Serving Whitman County since 1877
All systems are go on the Port of Whitman County’s $12 million fiber optic project after the agency signed a cooperative agreement with the project’s parent company last week.
Port commissioners agreed to the deal with Northwest Open Access Network, or NOAnet, at their regular meeting last Thursday, Dec. 16. NOAnet was the main recipient of an $84 million federal stimulus grant in March to lay fiber optic cable across unserved areas of rural Washington.
The port received a $10 million slice of that pie to link Clarkston, Pullman and Spokane with four bundles of 144 strands each of glass fiber optic wire. The line would run along state right-of-ways along highways through Spangle, Rosalia, Oakesdale, Garfield and Palouse.

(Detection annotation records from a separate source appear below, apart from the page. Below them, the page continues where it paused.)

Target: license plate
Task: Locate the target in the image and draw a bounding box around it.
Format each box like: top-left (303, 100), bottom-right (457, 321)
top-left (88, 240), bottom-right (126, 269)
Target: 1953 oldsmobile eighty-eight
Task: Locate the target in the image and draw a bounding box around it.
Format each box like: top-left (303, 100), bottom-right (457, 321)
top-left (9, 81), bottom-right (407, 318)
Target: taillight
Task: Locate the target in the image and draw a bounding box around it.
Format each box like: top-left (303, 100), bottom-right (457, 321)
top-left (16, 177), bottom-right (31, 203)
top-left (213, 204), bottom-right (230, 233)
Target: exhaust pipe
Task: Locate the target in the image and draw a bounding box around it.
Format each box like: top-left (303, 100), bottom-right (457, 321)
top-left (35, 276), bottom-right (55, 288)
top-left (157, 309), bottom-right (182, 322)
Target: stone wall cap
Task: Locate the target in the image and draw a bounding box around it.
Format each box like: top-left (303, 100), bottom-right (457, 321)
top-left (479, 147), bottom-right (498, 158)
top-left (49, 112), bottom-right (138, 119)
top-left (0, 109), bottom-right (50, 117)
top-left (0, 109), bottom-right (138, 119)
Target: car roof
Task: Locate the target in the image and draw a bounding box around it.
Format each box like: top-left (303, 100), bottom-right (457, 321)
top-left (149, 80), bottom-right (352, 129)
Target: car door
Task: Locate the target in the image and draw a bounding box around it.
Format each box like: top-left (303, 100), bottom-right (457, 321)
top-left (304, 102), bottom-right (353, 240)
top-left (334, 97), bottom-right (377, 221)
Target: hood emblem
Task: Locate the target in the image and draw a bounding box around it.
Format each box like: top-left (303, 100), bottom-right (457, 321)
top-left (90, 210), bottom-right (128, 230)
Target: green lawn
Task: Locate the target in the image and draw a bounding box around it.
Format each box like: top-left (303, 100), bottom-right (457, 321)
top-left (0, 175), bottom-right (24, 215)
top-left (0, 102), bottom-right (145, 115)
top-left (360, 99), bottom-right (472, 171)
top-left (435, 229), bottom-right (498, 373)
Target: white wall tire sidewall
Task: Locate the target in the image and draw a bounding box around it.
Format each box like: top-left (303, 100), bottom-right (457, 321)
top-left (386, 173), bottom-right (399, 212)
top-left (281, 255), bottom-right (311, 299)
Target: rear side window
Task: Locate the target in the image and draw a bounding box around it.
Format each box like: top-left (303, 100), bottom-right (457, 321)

The agreement with NOAnet allows the port to proceed with contracts for engineers and construction firms to do the work.
The port must put up $2 million of its own funds as a local match for the federal dollars.
That money, which will come out of port reserve funds, is expected to be recouped by leasing the new lines to telecommunications companies. The port has revised a payment plan on some projects and now gets revenue from lease payments on present fiber optic lines in the Pullman and St. John areas. Also, the port reserves have been augments by sales of a lot at the Colfax airport, a business incubator building at the Pullman Industrial Park and the former port office building in Colfax.
Signing of the contract with NOAnet had been delayed while port officials determined whether federal law would allow the port to lease access to the lines.